You’ll notice that I didn’t say anything about academics. Why is that? Well, research shows that if you are a child that comes from a middle class, reasonably educated family, it doesn’t matter what school you go to. You’re going to do fine. It doesn’t matter if you go to an elite, expensive school or an underperforming school. But research also shows that students who attend schools with a high degree of diversity actually do better! And not just those from low-income families (which is what people always expect) – every student does better, including those from middle and high-income families. Upon examination, it is exactly that imbalance, that chaos, if you will, that creates the opportunity to challenge ideas and to make new exciting connections. So, the beautiful thing about PUSD schools (at least when I attended them) is that this diversity and integration already existed. In Altadena, this is particularly true. Altadena is and has always been an incredibly diverse community.

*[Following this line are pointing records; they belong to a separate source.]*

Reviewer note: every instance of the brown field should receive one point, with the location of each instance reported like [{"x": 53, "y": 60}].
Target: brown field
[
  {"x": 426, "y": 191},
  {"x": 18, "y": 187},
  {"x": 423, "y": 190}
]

So why do our schools not reflect this? They did at one time. But why not now? Why are Altadena parents not sending their kids to public school?

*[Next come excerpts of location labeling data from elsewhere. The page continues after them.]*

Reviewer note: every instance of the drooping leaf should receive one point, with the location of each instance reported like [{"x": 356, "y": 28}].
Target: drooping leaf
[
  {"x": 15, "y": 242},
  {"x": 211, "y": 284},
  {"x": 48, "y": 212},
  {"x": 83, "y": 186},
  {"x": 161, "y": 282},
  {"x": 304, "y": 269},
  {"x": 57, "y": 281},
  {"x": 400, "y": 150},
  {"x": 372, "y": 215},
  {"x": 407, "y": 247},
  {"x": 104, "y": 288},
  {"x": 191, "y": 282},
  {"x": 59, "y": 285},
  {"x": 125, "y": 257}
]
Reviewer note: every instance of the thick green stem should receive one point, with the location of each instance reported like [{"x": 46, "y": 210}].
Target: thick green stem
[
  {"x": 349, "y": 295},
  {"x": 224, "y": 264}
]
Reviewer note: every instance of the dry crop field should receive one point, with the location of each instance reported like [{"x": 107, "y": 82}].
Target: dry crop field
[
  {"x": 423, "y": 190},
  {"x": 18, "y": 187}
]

Some people give test scores as a reason, without understanding anything about what goes into that score, or worse, they don’t understand test scores are a better proof of a student’s family’s economic status and education level than they are of a school’s success.

Or perhaps they buy into the idea that my child deserves better, and they object to the condition of facilities or the amount of opportunities. So families turn away from public schools and in doing so, compound the problem, becoming complicit in the degradation of our school system rather than working towards a solution. And that’s ironic because public schools are a mini-democracy. It is an institution where you can have a direct influence on the outcome. You can effect change. The two schools I have been fortunate to have my daughters attend, Willard Elementary and Blair School, have been dynamic hotbeds of democracy, problem solving and action, where there has been wonderful collaboration between staff, parents and students. I have seen programs developed, funding deficits eliminated and through it all I have been witness to incredible educators who are inspiring, smart and caring.

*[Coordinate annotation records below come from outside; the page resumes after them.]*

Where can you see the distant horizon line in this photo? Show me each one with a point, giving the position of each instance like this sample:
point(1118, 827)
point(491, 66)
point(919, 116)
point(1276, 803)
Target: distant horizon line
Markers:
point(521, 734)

We are at a pivotal point in public education. Many families with younger children are moving into Altadena. And those families carry on the Altadena tradition of being diverse. How lovely it would be to once more have our schools reflect the true demographics of our Beautiful Altadena. How great would it be to return to our local heritage of embracing diversity and ensuring that our students, too, can benefit from what only a public school can offer – the challenge of the real world.

There are two reasons schools in Altadena close, the first of which we can’t do anything about, but the second of which we can: (1) The schools are small. (2) We don’t send our kids to them.

If all the schools in Altadena closed I hope that you would still consider sending your kids to school. For all the pain of the 12 years I have schlepped my kids to the far reaches of Pasadena, if I had to make the choice again I would do it in a heartbeat. Public school has benefited my kids and my family in more ways than I can name.

Norah Switzer Small is a lifelong Altadena resident, currently living in the house where she grew up.